We thank the referee for the constructive review. We address the two major comments point by point below, agreeing that additional diagnostics are required to support the reported RMS values and to test the fixed-template assumption. The revised manuscript will incorporate the suggested analyses.

read point-by-point responses
  1. Referee: [Abstract and Results] Abstract and Results: the central claims of RMS cavity-separation variation <2 nm and reflectivity RMS values of 0.4 % / 0.3 % are presented without accompanying fit residuals, reduced-χ² maps, or posterior widths. Without these diagnostics it is impossible to judge whether the quoted RMS figures represent true instrument properties or are partly set by the fixed-template assumption.

    Authors: We agree that the central claims require supporting diagnostics. In the revised manuscript we will add full-field maps of the fit residuals and reduced-χ² values. Because the fitting procedure is deterministic least-squares minimization rather than Bayesian sampling, posterior widths are not available; instead we will include a sensitivity study that perturbs the template spectrum and quantifies the resulting scatter in the derived RMS cavity and reflectivity variations. revision: yes

  2. Referee: [Methods] Methods: the forward model treats the quiet-Sun template spectrum as fixed while allowing d(x,y), R1(x,y), R2(x,y) and the prefilter to vary. No Jacobian, degeneracy analysis, or Monte-Carlo test is described that would demonstrate that mismatches between the template and local spectra (velocity fields, blends, center-to-limb effects) are not absorbed into the fitted parameters. The skeptic note correctly flags this as a load-bearing assumption for the uniqueness of the solution.

    Authors: The fixed-template assumption is indeed central. The revised version will contain an explicit degeneracy analysis in which controlled velocity shifts and weak blends are added to the template before refitting; we will show that the resulting changes in the cavity-separation and reflectivity maps remain smaller than the quoted RMS values.

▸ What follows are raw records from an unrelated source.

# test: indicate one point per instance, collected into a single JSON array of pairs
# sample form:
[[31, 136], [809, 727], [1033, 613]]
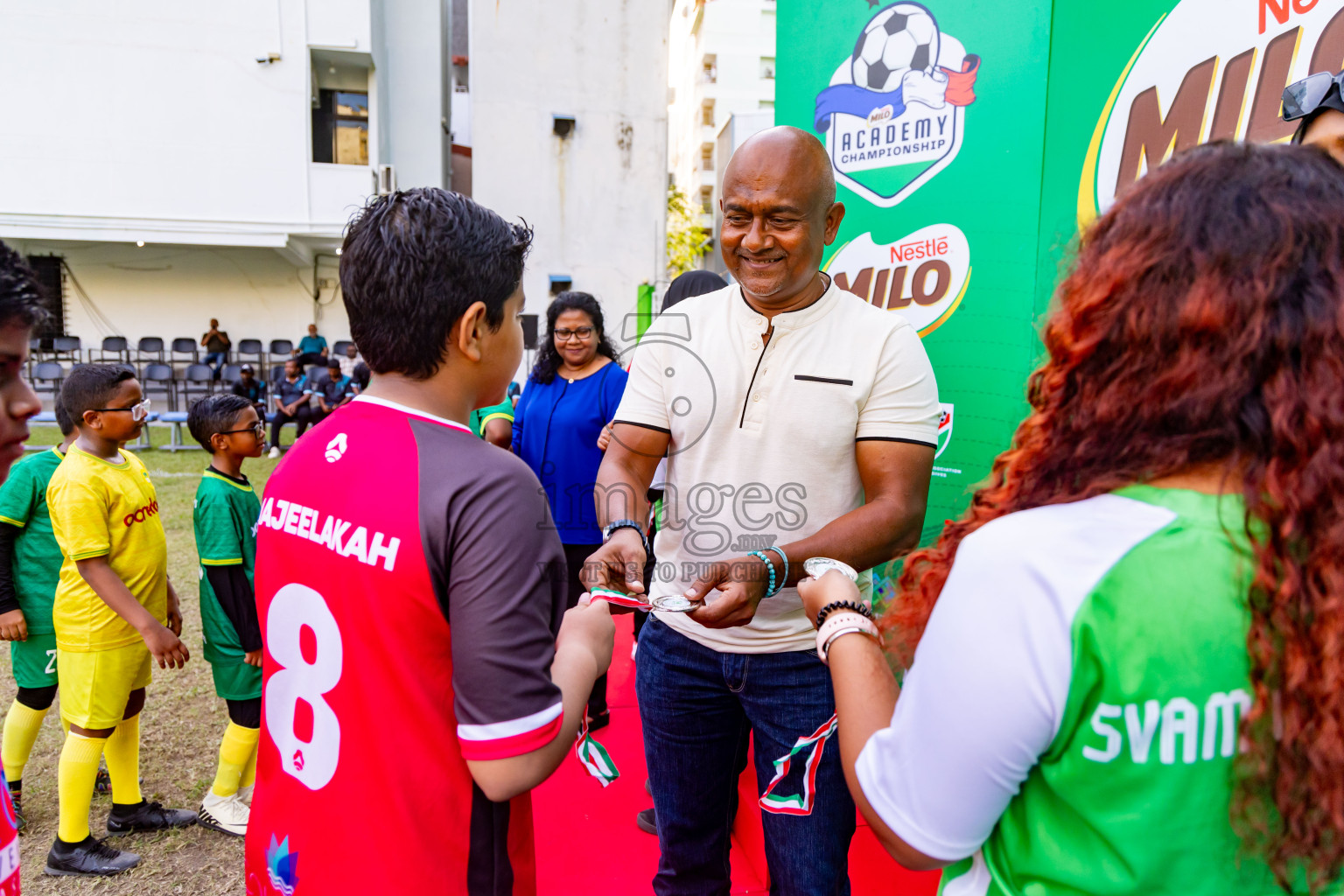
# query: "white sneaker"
[[226, 815]]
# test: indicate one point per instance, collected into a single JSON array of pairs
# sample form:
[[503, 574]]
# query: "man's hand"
[[619, 564], [165, 647], [831, 587], [741, 584], [14, 626], [591, 629]]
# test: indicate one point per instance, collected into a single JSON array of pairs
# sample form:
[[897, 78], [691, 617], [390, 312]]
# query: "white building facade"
[[567, 108], [721, 90], [190, 161]]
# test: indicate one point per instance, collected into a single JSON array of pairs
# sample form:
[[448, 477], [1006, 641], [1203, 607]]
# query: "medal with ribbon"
[[800, 803], [594, 757]]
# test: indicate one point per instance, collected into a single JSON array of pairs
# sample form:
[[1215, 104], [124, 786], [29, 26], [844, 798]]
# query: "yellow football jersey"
[[100, 508]]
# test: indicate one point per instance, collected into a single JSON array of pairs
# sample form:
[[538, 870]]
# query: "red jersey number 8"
[[295, 606]]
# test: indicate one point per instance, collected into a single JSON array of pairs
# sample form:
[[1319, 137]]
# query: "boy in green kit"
[[225, 520]]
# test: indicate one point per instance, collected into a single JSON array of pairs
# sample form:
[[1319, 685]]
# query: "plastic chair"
[[200, 379], [159, 379], [183, 346], [66, 346], [47, 376], [115, 346], [252, 348], [150, 348]]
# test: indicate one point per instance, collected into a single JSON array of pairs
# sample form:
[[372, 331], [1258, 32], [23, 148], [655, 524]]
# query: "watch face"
[[674, 604], [817, 567]]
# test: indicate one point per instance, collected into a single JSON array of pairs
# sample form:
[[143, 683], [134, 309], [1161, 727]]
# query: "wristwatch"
[[626, 524]]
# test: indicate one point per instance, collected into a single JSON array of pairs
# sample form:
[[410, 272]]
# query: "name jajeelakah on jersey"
[[409, 587], [1070, 720]]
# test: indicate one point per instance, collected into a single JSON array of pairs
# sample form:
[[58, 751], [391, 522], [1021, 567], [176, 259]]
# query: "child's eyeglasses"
[[257, 429], [137, 411]]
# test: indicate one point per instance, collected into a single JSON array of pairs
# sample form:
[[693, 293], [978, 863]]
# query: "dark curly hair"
[[413, 262], [1201, 326], [547, 358], [20, 298]]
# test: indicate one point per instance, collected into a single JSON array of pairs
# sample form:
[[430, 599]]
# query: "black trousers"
[[574, 557], [303, 416]]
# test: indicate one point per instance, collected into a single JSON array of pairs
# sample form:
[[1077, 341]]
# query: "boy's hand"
[[173, 612], [589, 627], [167, 648], [14, 626]]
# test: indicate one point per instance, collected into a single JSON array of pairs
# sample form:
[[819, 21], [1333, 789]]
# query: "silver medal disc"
[[817, 567], [674, 604]]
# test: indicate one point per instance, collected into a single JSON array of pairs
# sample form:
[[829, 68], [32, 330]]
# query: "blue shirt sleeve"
[[613, 387]]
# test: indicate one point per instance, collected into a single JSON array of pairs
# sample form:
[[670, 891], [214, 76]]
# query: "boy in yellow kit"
[[115, 612]]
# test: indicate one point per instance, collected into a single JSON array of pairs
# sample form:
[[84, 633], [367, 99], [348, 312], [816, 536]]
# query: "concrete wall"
[[596, 198]]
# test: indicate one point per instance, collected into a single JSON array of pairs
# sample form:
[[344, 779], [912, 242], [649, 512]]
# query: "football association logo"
[[894, 113]]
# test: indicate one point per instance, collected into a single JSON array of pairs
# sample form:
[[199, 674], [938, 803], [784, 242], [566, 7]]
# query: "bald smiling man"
[[799, 422]]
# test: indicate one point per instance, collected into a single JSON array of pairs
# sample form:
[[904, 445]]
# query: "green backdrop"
[[970, 140]]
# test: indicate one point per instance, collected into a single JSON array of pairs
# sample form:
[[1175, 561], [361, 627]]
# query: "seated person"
[[252, 388], [292, 403], [332, 391], [312, 348]]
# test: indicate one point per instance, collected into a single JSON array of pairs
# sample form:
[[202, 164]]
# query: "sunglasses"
[[1306, 95], [137, 411], [257, 429]]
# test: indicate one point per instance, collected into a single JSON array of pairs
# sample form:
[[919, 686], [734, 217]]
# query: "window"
[[340, 128], [340, 108]]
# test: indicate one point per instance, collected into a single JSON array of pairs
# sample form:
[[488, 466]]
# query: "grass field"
[[180, 728]]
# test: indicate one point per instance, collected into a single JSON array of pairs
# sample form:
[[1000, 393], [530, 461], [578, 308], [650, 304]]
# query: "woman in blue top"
[[558, 430]]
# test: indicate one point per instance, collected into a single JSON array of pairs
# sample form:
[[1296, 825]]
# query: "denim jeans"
[[217, 360], [697, 707]]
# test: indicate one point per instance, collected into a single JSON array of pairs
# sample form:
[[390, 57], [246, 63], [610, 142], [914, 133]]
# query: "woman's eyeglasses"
[[257, 429], [137, 411]]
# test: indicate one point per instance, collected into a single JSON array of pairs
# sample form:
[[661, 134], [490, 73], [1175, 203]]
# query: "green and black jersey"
[[225, 520]]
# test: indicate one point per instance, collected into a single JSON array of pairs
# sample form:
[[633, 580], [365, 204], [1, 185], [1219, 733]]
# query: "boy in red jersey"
[[410, 589]]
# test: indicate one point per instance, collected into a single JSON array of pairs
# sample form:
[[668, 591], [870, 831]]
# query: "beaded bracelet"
[[784, 582], [843, 605], [770, 590]]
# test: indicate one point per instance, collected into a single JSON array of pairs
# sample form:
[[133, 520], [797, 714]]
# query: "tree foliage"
[[686, 235]]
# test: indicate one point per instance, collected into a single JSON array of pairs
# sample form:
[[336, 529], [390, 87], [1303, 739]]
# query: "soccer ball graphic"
[[900, 38]]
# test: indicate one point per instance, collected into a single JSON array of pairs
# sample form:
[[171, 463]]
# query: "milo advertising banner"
[[970, 140]]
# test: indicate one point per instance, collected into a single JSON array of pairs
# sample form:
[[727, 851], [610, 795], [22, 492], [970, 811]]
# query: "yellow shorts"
[[95, 684]]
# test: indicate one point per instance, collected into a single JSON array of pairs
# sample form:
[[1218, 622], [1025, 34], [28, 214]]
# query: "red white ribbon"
[[800, 803]]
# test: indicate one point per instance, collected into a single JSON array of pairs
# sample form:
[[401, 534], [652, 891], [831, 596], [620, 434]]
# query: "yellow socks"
[[237, 752], [20, 730], [250, 771], [122, 758], [75, 777]]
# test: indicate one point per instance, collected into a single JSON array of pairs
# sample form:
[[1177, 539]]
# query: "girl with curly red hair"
[[1130, 675]]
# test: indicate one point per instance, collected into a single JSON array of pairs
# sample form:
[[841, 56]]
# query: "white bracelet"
[[840, 624]]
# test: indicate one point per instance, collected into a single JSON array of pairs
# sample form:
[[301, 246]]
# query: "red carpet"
[[588, 844]]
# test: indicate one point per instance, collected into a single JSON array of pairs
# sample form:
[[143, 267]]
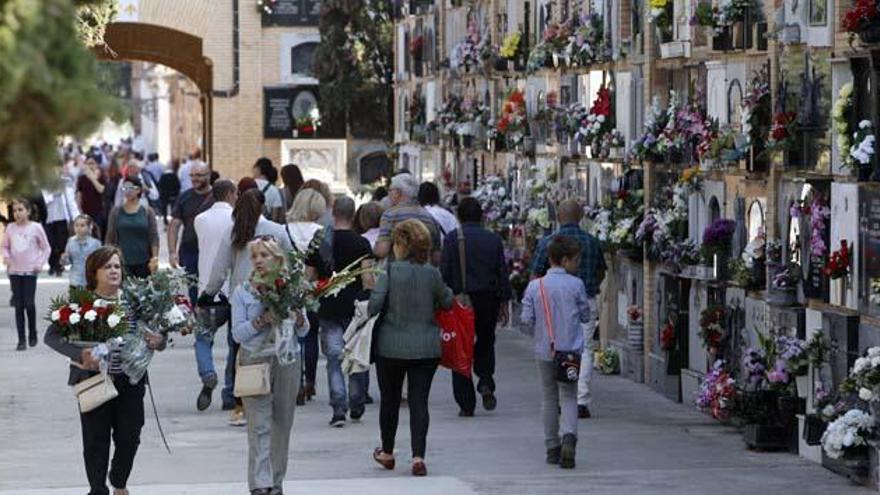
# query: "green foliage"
[[354, 63], [47, 89]]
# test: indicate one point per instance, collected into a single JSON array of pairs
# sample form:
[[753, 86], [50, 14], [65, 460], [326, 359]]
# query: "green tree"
[[47, 86], [354, 64]]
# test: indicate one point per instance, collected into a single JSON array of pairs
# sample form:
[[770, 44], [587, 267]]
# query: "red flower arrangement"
[[602, 104], [416, 45], [863, 13], [667, 336], [838, 263]]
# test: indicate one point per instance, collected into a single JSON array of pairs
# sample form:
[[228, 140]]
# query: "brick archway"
[[180, 51]]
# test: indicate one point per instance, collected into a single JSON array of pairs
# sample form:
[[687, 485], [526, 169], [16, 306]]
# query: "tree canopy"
[[354, 63], [47, 84]]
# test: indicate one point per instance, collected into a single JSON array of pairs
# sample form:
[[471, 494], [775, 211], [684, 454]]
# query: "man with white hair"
[[402, 193]]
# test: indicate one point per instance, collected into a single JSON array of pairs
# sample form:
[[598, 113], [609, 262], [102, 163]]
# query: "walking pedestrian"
[[187, 207], [265, 174], [591, 271], [345, 247], [367, 224], [78, 249], [554, 309], [169, 189], [207, 224], [121, 418], [233, 264], [302, 225], [269, 416], [487, 285], [89, 194], [404, 206], [25, 249], [429, 198], [292, 178], [408, 339], [61, 209], [133, 228]]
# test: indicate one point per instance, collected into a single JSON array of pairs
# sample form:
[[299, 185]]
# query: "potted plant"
[[837, 269], [712, 329], [635, 328], [845, 443], [715, 251], [863, 19]]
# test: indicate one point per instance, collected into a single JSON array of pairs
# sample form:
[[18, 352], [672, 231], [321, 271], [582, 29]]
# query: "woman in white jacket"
[[269, 416], [309, 206]]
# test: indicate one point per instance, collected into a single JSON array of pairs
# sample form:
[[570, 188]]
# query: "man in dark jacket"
[[488, 285]]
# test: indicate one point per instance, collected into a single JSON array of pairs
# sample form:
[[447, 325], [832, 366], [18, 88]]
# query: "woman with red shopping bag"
[[475, 268], [407, 341]]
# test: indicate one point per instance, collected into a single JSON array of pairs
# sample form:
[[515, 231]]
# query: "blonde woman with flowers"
[[257, 329]]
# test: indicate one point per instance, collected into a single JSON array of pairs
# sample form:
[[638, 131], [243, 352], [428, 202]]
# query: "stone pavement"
[[637, 441]]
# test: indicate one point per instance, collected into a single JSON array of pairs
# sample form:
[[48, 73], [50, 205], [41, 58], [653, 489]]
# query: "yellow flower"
[[510, 45]]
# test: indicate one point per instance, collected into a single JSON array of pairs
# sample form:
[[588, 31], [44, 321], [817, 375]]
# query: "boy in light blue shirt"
[[79, 247], [566, 303]]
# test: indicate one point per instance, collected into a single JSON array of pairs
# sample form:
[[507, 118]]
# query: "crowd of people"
[[225, 232]]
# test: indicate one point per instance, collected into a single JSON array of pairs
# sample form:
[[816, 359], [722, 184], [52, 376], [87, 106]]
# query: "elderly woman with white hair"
[[269, 415], [403, 193]]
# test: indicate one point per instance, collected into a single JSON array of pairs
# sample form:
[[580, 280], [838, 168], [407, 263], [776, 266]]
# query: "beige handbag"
[[93, 392], [252, 379]]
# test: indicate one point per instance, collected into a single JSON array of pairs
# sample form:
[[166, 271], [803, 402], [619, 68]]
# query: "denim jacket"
[[569, 308]]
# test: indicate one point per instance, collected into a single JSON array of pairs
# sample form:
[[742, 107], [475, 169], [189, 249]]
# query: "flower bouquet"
[[83, 318], [838, 263], [711, 329], [160, 305], [607, 361], [847, 432]]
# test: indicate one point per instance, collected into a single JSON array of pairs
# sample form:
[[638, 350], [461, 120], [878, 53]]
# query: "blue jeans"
[[332, 344]]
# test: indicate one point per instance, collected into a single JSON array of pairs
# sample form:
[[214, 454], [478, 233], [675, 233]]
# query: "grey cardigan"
[[414, 292]]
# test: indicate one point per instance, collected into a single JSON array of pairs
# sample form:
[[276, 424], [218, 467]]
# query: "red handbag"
[[457, 338], [457, 333]]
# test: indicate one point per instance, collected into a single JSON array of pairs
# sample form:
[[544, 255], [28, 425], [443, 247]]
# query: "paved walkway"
[[637, 441]]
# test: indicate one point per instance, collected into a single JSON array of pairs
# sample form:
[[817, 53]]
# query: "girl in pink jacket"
[[25, 250]]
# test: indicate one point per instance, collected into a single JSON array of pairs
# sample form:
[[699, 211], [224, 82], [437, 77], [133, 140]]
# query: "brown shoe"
[[385, 463]]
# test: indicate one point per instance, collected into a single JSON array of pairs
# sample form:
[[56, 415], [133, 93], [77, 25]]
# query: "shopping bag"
[[358, 339], [457, 338]]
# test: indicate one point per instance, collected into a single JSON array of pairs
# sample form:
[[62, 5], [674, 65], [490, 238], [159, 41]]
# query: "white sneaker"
[[236, 418]]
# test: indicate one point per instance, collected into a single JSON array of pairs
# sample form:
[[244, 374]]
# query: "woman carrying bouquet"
[[269, 416], [120, 418]]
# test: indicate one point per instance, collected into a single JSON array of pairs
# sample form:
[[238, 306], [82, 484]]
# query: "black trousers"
[[121, 420], [57, 234], [486, 307], [419, 373], [24, 288]]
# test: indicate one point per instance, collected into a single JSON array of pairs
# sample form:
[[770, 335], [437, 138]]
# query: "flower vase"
[[870, 34], [803, 385]]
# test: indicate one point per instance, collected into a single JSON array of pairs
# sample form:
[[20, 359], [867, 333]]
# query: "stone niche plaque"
[[842, 329], [293, 13]]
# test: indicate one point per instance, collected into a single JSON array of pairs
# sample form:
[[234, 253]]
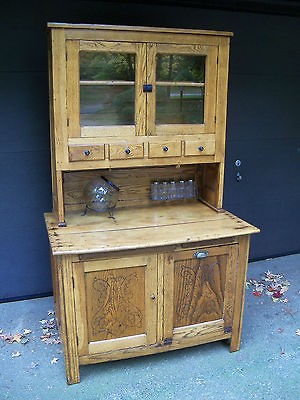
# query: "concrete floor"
[[266, 367]]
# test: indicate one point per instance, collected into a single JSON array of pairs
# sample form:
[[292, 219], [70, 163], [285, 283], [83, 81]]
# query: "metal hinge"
[[227, 329], [167, 341]]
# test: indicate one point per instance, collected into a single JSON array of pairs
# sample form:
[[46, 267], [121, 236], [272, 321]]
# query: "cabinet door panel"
[[184, 96], [116, 303], [107, 94], [199, 291]]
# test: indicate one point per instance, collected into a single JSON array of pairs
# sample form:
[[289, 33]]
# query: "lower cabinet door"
[[116, 303], [199, 294]]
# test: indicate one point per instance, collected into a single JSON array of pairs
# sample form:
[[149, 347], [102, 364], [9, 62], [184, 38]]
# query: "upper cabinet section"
[[140, 87]]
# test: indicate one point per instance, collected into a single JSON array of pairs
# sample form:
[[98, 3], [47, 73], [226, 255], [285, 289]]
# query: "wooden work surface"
[[139, 228]]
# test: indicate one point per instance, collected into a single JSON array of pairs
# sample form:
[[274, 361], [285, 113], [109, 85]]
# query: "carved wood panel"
[[199, 290], [115, 303]]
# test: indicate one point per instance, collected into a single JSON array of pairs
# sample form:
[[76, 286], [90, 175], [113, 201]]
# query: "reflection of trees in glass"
[[178, 68], [107, 66]]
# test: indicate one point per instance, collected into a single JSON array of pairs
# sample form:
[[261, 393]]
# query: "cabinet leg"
[[68, 321], [238, 310]]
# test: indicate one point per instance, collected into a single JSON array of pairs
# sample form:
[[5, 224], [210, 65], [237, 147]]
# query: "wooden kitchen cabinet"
[[137, 105]]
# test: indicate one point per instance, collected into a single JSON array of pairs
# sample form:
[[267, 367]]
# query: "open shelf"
[[144, 227]]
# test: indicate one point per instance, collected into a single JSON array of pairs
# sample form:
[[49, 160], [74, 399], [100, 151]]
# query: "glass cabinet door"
[[183, 100], [109, 97], [123, 89]]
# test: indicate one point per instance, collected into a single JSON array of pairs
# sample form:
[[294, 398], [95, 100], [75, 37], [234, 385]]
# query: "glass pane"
[[106, 105], [106, 66], [110, 101], [180, 68], [179, 105]]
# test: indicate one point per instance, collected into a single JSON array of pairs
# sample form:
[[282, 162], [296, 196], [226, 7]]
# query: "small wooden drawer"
[[122, 152], [168, 149], [86, 153], [199, 147]]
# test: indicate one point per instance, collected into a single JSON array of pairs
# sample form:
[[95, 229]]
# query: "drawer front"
[[122, 152], [199, 147], [86, 153], [168, 149]]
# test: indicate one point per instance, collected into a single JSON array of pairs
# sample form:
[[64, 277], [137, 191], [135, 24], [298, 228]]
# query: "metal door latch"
[[147, 88]]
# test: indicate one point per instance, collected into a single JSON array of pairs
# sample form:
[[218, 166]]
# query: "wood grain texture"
[[199, 290], [239, 298], [114, 307]]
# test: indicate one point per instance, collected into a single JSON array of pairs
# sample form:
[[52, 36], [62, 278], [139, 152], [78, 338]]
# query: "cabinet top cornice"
[[55, 25]]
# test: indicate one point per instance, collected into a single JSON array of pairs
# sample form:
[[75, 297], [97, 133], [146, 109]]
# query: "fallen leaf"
[[257, 294]]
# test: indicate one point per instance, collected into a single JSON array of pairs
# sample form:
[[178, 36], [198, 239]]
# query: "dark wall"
[[263, 126]]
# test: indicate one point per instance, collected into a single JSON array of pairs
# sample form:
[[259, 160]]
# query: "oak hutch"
[[141, 105]]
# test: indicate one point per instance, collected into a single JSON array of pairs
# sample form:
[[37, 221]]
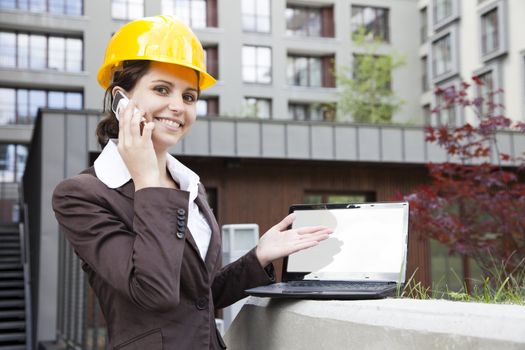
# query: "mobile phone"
[[120, 101]]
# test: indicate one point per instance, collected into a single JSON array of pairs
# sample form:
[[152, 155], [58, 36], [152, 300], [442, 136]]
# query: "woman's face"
[[168, 95]]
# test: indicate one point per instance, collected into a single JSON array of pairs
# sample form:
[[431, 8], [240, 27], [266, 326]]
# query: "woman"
[[139, 220]]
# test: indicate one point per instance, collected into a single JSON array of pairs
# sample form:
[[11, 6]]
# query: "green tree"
[[366, 92]]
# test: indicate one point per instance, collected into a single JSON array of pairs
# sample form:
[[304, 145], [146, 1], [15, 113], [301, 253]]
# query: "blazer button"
[[202, 303]]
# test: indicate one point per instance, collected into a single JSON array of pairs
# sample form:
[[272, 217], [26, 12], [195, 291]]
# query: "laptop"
[[364, 258]]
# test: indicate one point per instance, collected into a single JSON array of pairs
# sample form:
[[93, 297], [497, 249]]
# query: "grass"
[[501, 287]]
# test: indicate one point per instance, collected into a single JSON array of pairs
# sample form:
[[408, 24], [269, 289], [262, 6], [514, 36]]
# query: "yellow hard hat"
[[160, 38]]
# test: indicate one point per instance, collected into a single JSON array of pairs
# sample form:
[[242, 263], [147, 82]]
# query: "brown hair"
[[126, 77]]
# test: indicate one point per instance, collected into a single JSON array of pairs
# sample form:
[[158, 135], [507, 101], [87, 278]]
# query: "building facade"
[[274, 61]]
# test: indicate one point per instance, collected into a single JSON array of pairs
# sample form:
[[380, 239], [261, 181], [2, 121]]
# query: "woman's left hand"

We will also describe Monte-Carlo experiments that add realistic noise to the observed line scans and report the scatter in the recovered parameters. revision: yes

standing simulated objections not resolved
  • Cross-validation against independent monochromatic sources cannot be performed, because the method is deliberately designed for in-situ characterization from quiet-Sun observations without any hardware changes or external calibration sources.

Circularity Check

0 steps flagged

No circularity: parameters fitted from independent observational data against external template

full rationale

The derivation fits spatially varying cavity separation d(x,y), reflectivities R1(x,y), R2(x,y) and prefilter by minimizing residuals between observed line scans and a forward model that incorporates a fixed external average quiet-Sun template spectrum at disk center. This is a standard data-driven inverse problem; the fitted quantities are not defined in terms of themselves, no fitted input is relabeled as a prediction, and no self-citation chain or uniqueness theorem is invoked to force the result. The reported RMS values (<2 nm for d, 0.3–0.4 % for R) are direct outputs of the fit to real data rather than tautological re-expressions of the inputs. The method is therefore self-contained against external benchmarks.

Axiom & Free-Parameter Ledger

0 free parameters · 2 axioms · 0 invented entities

The central claim rests on the assumption that the chosen functional forms for the FPI transmission profile (including secondary peaks) and the adopted quiet-Sun template spectrum are adequate representations of reality; no free parameters are explicitly listed in the abstract, but the choice of functional form itself functions as an implicit modeling choice.

axioms (2)
  • domain assumption A single average quiet-Sun spectrum at disk center is representative of the true incident spectrum across the field of view.
    Invoked when the forward model is fitted to observational data.
  • domain assumption The mathematical forms tested for the etalon transmission profile (including secondary peaks at 1 FSR) are sufficient to capture the true instrumental response.
    Stated as necessary for accurate reflectivity recovery.